L’aldilà mi spaura, e singhiozzo/

fitto: il Tàrtaro è un baratro orrendo, /

la discesa penosa./

E chi va giù non torna su: sta scritto” (Sgomento, Anacreonte)

 

John Carroll Lynch, noto attore statunitense, ha debuttato alla regia nel 2017 con Lucky, un’opera prima che è stata accolta con grande partecipazione al Festival di Locarno. È difficile vedendo questo film separare la finzione dal reale perché Lucky, come dice il regista, è “ una lettera d’amore all’attore e l’uomo”, Harry Dean Stanton, a cui è ispirata/dedicata la storia.

Lucky parla di un novantenne fiero della sua autosufficienza. La solitudine – dice il protagonista- viene da sollus e non comporta il bisogno degli altri per sentirsi completi per questo lui vive, solo, in una casa ai margini del deserto, dove non arriva mai un ospite e tutti gli orologi sono fermi. Una “realtà della realtà” (Paul Watzlawick) scandita da abitudini rassicuranti. La prima sigaretta al risveglio, gli esercizi di yoga, la passeggiata fino al bar del paese dove s’incontrano gli amici, le battute di sempre, i cruciverba da compilare, il bloody mary la sera, sempre quello.

Lucky cammina in solitudine, cow boy senza paura, la sigaretta in bocca e il passo deciso di chi ha vinto la battaglia con il tempo. Intorno a lui, un deserto rosso scolpito da cactus, rocce e onde basse di sabbia: un paesaggio simbolico abitato da una testuggine che anticipa, nella forza archetipica della sua presenza, il cammino che dovrà intraprendere il protagonista del film. È un orologio bloccato a fare scoccare l’ora. Lampeggiando come l’occhio elettronico di uno stregone, l’orologio incanta il “vecchio” Lucky che si ritrova a terra a fare i conti con la improvvisa realtà del suo corpo di novantenne.

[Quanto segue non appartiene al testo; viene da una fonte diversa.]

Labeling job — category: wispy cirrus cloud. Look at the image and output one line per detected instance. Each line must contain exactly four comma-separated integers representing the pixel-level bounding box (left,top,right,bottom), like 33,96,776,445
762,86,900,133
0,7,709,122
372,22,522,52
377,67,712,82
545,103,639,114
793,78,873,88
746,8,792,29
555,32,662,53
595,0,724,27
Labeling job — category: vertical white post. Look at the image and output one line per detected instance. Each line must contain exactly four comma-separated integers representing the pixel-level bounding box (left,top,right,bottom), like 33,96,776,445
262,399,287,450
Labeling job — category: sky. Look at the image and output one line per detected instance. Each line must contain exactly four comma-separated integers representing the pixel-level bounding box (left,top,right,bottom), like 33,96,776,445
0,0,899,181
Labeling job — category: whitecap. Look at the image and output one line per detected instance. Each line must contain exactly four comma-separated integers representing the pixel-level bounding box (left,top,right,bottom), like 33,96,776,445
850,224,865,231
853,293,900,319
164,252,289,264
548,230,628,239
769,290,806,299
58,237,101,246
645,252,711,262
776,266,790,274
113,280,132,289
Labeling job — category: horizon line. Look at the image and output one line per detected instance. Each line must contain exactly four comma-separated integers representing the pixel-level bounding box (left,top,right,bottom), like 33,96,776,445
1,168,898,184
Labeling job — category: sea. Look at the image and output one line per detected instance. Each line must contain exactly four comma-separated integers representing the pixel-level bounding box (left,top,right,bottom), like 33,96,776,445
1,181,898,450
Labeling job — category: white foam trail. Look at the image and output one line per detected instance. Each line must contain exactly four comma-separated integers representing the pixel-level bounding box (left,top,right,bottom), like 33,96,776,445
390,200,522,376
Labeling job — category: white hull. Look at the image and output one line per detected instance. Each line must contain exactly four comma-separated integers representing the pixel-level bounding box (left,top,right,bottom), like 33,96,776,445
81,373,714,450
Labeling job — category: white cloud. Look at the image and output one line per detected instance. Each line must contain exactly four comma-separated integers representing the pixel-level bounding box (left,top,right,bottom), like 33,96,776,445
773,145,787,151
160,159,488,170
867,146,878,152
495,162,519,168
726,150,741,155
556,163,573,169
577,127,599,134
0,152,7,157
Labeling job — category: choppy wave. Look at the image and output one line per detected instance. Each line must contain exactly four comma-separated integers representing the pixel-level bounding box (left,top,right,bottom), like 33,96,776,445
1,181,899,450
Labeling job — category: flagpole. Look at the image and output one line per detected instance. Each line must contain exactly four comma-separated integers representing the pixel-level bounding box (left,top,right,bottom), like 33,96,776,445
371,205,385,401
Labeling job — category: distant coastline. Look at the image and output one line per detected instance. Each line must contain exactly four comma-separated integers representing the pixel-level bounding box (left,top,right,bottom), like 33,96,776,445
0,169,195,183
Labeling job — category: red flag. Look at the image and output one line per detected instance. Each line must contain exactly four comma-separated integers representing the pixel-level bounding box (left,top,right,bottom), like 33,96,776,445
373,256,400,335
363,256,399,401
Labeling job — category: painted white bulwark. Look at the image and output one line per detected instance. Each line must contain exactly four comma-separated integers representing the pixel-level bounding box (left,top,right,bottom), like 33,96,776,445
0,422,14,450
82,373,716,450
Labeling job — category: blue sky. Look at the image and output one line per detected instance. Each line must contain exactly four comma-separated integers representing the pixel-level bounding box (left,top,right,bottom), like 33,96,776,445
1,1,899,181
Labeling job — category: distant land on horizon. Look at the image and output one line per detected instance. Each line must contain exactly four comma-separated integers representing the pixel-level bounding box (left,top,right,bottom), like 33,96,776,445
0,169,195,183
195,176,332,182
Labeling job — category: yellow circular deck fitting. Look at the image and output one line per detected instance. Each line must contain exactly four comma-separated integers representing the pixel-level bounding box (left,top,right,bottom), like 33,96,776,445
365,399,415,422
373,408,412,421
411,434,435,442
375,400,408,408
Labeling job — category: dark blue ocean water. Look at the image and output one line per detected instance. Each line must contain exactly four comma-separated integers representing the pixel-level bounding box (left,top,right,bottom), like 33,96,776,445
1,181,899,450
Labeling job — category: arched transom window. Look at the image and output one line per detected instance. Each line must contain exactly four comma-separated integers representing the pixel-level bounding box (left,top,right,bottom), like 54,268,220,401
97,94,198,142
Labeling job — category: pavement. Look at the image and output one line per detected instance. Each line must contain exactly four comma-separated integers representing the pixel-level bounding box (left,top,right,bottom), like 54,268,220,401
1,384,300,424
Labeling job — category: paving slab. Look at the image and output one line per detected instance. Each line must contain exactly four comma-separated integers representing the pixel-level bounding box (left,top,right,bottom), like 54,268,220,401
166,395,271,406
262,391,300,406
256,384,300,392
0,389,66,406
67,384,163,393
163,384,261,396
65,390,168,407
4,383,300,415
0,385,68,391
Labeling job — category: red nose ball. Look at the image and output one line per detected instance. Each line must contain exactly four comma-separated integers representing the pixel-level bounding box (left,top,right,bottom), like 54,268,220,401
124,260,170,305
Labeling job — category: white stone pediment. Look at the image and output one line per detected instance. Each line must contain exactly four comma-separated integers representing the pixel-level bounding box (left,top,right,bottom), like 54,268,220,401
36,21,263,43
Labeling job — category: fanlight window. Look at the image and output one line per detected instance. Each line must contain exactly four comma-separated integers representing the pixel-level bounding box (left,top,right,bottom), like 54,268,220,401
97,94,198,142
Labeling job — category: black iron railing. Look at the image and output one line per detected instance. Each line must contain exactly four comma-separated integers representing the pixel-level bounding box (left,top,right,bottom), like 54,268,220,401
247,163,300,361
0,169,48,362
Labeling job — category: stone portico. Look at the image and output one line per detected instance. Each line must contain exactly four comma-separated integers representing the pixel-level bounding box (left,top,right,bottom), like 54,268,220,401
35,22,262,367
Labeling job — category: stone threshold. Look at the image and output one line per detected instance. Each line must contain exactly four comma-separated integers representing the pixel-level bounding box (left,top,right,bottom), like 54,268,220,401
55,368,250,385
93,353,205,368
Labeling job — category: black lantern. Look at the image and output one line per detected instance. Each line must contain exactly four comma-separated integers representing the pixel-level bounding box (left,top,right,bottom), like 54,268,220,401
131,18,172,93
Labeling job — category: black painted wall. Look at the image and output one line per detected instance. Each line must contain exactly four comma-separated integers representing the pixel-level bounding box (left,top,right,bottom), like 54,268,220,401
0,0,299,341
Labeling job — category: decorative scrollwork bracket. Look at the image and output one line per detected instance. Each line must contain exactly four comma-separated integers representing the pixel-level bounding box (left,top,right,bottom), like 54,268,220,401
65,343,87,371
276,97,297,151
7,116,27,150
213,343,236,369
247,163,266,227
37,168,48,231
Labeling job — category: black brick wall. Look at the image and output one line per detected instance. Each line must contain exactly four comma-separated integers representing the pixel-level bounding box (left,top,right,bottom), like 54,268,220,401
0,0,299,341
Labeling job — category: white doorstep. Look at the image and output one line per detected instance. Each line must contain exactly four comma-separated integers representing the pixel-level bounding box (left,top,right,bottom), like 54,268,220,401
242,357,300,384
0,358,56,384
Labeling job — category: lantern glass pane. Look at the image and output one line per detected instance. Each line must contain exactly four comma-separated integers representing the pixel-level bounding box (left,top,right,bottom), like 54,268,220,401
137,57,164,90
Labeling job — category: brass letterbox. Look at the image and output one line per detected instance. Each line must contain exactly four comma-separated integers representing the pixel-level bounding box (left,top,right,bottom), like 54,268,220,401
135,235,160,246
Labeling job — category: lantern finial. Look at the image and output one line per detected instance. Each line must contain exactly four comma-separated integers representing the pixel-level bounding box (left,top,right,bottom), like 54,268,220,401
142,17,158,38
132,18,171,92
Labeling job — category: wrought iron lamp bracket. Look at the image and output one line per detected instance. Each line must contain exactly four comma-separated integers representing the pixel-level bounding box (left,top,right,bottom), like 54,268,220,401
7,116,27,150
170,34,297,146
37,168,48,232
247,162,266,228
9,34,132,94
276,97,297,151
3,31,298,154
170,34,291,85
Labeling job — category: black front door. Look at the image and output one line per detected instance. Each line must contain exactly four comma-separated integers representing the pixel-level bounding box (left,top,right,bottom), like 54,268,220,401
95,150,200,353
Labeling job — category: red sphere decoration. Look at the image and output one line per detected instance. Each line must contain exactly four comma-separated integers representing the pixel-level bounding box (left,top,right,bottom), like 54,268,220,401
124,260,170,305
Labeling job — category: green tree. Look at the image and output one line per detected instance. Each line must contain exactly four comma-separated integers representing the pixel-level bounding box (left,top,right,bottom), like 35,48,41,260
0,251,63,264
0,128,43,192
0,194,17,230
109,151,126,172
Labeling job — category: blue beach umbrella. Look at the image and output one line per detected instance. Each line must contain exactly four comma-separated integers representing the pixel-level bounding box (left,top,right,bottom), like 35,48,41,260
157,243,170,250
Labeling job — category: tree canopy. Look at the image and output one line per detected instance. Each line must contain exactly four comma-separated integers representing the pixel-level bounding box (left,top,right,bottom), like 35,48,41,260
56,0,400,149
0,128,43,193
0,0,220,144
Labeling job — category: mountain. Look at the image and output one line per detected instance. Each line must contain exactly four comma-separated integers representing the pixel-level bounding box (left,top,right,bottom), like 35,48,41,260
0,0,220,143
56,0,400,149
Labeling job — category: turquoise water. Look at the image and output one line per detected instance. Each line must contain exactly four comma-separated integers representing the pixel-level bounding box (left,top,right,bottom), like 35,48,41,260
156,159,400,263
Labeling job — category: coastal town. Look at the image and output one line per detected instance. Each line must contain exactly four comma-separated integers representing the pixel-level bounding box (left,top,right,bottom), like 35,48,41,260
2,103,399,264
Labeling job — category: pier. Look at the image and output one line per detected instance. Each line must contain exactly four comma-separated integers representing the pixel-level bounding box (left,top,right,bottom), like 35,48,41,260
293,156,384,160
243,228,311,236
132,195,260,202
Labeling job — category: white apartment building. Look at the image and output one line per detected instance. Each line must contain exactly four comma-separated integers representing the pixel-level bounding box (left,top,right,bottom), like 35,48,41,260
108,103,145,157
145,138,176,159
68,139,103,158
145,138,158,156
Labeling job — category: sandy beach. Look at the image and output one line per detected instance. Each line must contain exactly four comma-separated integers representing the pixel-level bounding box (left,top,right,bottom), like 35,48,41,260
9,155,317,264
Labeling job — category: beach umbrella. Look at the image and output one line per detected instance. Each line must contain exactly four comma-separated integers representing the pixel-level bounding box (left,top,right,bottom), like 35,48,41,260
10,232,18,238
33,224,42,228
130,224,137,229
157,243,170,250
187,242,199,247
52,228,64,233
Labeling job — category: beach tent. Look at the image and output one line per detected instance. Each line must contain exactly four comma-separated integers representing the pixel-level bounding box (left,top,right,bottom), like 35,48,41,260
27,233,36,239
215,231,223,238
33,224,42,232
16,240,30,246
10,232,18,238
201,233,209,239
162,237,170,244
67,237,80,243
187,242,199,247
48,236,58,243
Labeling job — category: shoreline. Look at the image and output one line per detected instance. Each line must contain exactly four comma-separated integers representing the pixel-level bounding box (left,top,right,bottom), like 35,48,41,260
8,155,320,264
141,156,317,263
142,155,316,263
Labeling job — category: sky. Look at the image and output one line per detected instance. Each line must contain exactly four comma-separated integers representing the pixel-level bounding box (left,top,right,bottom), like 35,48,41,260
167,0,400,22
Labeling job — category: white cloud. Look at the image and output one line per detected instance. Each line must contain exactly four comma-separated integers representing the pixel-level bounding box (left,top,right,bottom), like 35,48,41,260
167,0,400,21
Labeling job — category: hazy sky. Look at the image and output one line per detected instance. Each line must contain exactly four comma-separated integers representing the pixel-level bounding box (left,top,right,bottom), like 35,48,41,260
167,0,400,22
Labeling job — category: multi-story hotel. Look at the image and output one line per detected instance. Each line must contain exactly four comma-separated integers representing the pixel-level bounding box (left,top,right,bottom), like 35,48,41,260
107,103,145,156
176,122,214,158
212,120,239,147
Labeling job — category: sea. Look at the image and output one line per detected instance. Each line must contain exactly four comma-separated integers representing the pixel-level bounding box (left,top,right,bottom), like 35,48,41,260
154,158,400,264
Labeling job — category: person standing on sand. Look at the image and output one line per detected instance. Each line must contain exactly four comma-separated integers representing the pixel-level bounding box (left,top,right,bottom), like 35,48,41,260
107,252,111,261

Lucky è un racconto d’iniziazione alla morte narrato dalla quieta espressività di Harry Dean Stanton, un distillato di rughe, vitalità e pudore che contrasta con la sfacciata esibizione della vecchiaia. La regia mai invadente di John Carroll Lynch segue il “risveglio”del suo protagonista con poetica essenzialità. Ora è una canzone – J see a darkness di Johnny Cash – a suggerire l’urgenza di un amico con cui condividere le paure; ora il vissuto di inutilità della vita che si condensa nel tornare appena sveglio sotto le coperte a riparo dal silenzio della casa; ora, una ironica illuminazione. Accettare di essere vecchio e continuare a invecchiare tanto nessuno, alla fine, ne esce vivo. Lucky è una commedia e regala alla fine allo spettatore il sorriso stupendo di Harry Dean Stanton pacificato e pacificante con “la verità di ciò che è per ognuno di noi”.

Harry Dean Stanton è morto nel settembre 2017 a pochi mesi dall’uscita nelle sale del film . Lucky è un film da non perdere anche per la partecipazione di David Lynch in brevi ma indimenticabili scene con l’amico Stanton.